HOUSE BILL REPORT
HB 1965
As Reported By House Committee on:
Health Care
Title: An act relating to identifying and providing services to infants and toddlers with special health care needs.
Brief Description: Establishing the high priority infant tracking program.
Sponsor(s): Representatives Prentice, Leonard, Sprenkle, Anderson, Grant, Paris, Beck, Moyer, Locke, R. King, Mitchell, Phillips, Winsley, Rasmussen, Sheldon, Nelson, Spanel and Brekke.
Brief History:
Reported by House Committee on:
Health Care, March 6, 1991, DPS.
HOUSE COMMITTEE ON
HEALTH CARE
Majority Report: That Substitute House Bill No. 1965 be substituted therefor, and the substitute bill do pass. Signed by 11 members: Representatives Braddock, Chair; Day, Vice Chair; Moyer, Ranking Minority Member; Casada, Assistant Ranking Minority Member; Cantwell; Edmondson; Franklin; Morris; Paris; Prentice; and Sprenkle.
Staff: Bill Hagens (786-7131).
Background: The numbers of infants whose health is at risk because of biological and environmental factors and prenatal drug and alcohol exposure is growing substantially. It is estimated that 10 percent of all mothers used alcohol or illegal drugs during pregnancy. Approximately 133 new cases of Fetal Alcohol Syndrome are discovered in the state each year. Washington State has the 8th highest postneonatal mortality rate in the nation. Presently the High Priority Infant Tracking Program covers only 14 counties. Health care experts believe it is needed state-wide.
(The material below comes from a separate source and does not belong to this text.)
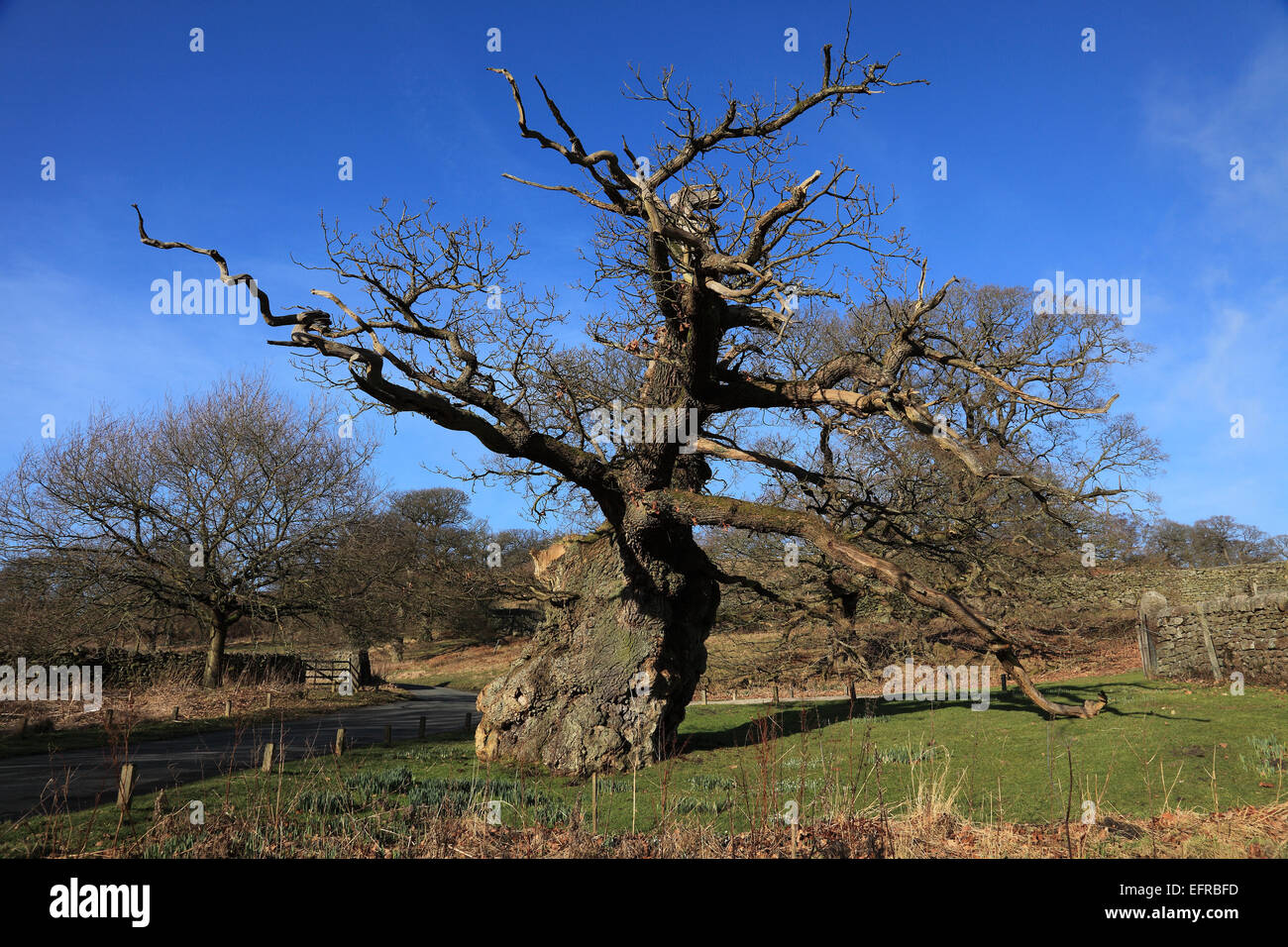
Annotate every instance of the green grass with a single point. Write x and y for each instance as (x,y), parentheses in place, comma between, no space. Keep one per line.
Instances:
(1158,746)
Summary of Substitute Bill: The Department Health (DOH) is required to establish a state-wide tracking program to: identify all infants in the state with, or at risk for, health developmental problems; and prevent or minimize the impact of disabilities by tracking the health and developmental status of infants with special health needs and offering parents information and support services.
DOH is required, in consultation with the University of Washington, to develop standards for newborn assessment by January 1, 1992.
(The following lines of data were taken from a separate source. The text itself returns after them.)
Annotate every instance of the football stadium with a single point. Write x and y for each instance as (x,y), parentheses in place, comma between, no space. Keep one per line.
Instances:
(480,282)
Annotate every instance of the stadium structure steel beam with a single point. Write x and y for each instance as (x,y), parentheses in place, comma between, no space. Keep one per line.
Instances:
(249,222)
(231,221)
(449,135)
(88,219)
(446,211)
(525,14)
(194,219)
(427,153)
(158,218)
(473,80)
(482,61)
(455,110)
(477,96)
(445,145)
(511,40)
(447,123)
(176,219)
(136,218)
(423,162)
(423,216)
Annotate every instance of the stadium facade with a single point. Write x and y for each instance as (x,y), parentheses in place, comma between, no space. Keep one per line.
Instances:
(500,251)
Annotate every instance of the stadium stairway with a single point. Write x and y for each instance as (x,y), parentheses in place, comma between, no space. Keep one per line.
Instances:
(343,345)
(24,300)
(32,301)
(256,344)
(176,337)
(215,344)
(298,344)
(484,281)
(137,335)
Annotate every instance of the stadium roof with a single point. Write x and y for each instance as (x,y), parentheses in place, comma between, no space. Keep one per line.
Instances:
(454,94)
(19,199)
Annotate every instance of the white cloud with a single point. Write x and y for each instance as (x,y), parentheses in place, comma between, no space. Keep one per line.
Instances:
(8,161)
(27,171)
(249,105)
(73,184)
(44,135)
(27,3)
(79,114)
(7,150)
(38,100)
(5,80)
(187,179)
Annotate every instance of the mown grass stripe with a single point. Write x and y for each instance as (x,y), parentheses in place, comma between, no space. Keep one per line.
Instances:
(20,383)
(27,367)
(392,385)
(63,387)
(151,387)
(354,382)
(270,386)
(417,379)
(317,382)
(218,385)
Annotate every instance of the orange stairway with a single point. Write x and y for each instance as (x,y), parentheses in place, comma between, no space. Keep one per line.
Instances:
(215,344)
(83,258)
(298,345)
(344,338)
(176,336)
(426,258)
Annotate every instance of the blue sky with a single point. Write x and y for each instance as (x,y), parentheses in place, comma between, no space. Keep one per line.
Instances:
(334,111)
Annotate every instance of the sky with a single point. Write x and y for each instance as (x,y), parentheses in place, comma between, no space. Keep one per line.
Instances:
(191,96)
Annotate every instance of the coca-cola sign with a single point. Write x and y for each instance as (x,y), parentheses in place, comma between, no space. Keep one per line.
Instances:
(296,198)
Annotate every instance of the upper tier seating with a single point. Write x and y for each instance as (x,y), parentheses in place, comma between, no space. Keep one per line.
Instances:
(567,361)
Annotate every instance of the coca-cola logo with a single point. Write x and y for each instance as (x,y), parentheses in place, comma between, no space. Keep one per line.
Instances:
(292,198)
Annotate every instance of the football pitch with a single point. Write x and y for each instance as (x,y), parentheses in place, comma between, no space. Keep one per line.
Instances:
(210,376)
Procedures are established to safeguard drug testing information.
DOH is required to identify, in consultation with the Department of Social and Health Services (DSHS) and experts in the field, a continuum of services for referral and appropriate information to support healthy infant development.
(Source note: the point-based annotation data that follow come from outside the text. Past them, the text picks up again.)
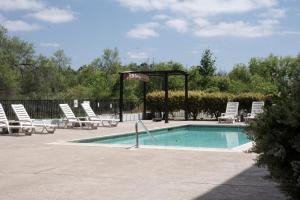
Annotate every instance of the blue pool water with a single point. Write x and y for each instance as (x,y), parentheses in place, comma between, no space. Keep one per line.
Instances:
(184,136)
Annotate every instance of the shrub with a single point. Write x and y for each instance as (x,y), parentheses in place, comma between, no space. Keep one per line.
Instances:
(245,100)
(215,103)
(277,139)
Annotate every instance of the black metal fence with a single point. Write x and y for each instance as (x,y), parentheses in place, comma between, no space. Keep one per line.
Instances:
(49,109)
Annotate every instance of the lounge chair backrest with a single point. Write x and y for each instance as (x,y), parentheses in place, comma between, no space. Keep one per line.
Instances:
(20,112)
(232,108)
(67,111)
(3,117)
(88,110)
(257,107)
All health professionals who come under the jurisdiction of the Uniform Disciplinary Act (Chapter 18.130 RCW) and who care for pregnant women and children shall distribute information to their patients regarding the dangers of alcohol and drug use during pregnancy.
A biennial appropriation of $5.6 million, $1 million of which is from federal sources, is made to the DOH for the program.
Save for section 7, this bill would be null in void if funds are not appropriated.
Substitute Bill Compared to Original Bill: The appropriation is amended to reflect available federal funds. A null and void clause is added. Syntaxual and technical corrections are made.
Fiscal Note: Available.
Appropriation: Yes.
Effective Date of Substitute Bill: The bill contains an emergency clause and takes effect July 1, 1991.
Testimony For: This bill is needed to address the serious problems of infant mortality and morbidity.
Testimony Against: None.
Witnesses: Dr. Maxine Hayes, Department of Health (supports the concept); Beverly Jacobson, SAAC and WSHA (pro); and Cynthia Shertleff, WC American Academy of Pediatrics (pro).